En biologie, la translocation fait référence à deux processus complètement différents. En botanique, ou étude des plantes, la translocation est le mouvement de matière d'un endroit à un autre dans une plante. En génétique, il s’agit de l’échange de pièces entre deux chromosomes. Dans cet article, nous allons nous intéresser plus particulièrement à la translocation chromosomique.
Dans le noyau de toutes les cellules, des brins d'ADN forment des chromosomes, où se trouvent les gènes. Toutes les cellules du corps, à l'exception des cellules reproductrices, possèdent des paires de chromosomes ou homologues homologues. Dans les chromosomes homologues, les deux chromosomes ont la même taille et la même forme et possèdent les mêmes gènes au même endroit. Un de chaque couple vient de la mère et un du père. Dans les cellules reproductrices, ou les cellules sexuelles, une seule copie de chaque chromosome est produite.
Une translocation est une forme d'altération structurelle qui se produit entre des chromosomes non homologues. Cela se produit souvent pendant la méiose lorsque les chromosomes sont proches les uns des autres. Au cours d'une translocation, des parties de chromosomes non homologues se détachent de l'original et sont ensuite échangées. Le résultat d'une translocation est que la structure des deux chromosomes a maintenant été modifiée.

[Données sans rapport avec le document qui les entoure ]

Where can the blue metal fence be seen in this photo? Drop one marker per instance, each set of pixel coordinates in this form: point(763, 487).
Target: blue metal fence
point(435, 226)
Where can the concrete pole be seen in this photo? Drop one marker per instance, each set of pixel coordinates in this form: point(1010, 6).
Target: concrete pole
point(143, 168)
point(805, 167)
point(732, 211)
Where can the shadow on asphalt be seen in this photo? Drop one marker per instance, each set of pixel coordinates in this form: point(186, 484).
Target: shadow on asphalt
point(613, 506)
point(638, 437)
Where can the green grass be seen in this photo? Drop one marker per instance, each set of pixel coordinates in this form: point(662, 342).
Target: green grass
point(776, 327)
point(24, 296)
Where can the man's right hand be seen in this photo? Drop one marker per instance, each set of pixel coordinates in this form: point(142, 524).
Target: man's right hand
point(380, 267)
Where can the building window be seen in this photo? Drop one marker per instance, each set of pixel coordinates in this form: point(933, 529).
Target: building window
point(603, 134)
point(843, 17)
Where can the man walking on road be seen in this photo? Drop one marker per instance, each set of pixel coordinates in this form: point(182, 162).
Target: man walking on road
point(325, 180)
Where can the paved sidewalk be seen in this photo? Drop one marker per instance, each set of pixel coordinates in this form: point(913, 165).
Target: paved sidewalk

Différents chromosomes ne portent pas les mêmes gènes au même endroit, de sorte que différents gènes sont échangés au cours d'une translocation. Les translocations n'affectent pas le nombre de gènes dans la cellule car aucune partie du chromosome n'est perdue. Ils peuvent affecter la façon dont les gènes sont exprimés par la cellule car la séquence des gènes est modifiée. Puisqu'une translocation ne provoque pas de perte de gènes dans une cellule, elle affecte rarement une cellule somatique, une cellule non reproductrice.
Les translocations affectent la formation de gamètes ou de cellules sexuelles. Au cours de la méiose, les paires homologues de chromosomes s'alignent et sont séparées pour former des cellules de gamète avec une seule copie de chaque chromosome. Si un chromosome d'une paire a subi une translocation, il peut ne pas être en mesure de s'associer à son partenaire en raison d'un changement de taille ou de forme. Cela peut en fait bloquer complètement la méiose, ce qui empêche la formation de cellules sexuelles.
Si la méiose se poursuit, les chromosomes non homologues ayant échangé des gènes ne seront regroupés que la moitié du temps. Dans le cas contraire, les gamètes formés auront soit des gènes en double, soit des gènes manquants. Des gènes en double et des gènes manquants se produisent lorsque l'un des chromosomes correct est séparé avec l'autre chromosome portant le gène transféré. Il y aura donc deux copies d'un gène et aucune copie de l'autre qui a été permutée.
Si la fécondation se produit avec l'un ou l'autre de ces types de gamètes, le zygote résultant peut ne pas être viable ou mourir. Si le zygote survit et qu’il manque une copie d’un gène, des gènes récessifs nocifs peuvent alors être exprimés par la cellule. Avec un zygote normal formé à partir de deux cellules de gamètes normales, ces gènes récessifs sont généralement masqués par les gènes dominants, ils ne sont donc pas exprimés par l'organisme.
Les translocations sont le plus souvent causées par des lésions des chromosomes induites par les rayons X. Les dommages affaiblissent les liaisons au sein des chromosomes, ce qui les rend plus susceptibles aux ruptures. Les ruptures conduisent à différents types de mutations chromosomiques, y compris des translocations. Le cancer, la stérilité et le syndrome de Down sont des maladies humaines courantes causées par des translocations.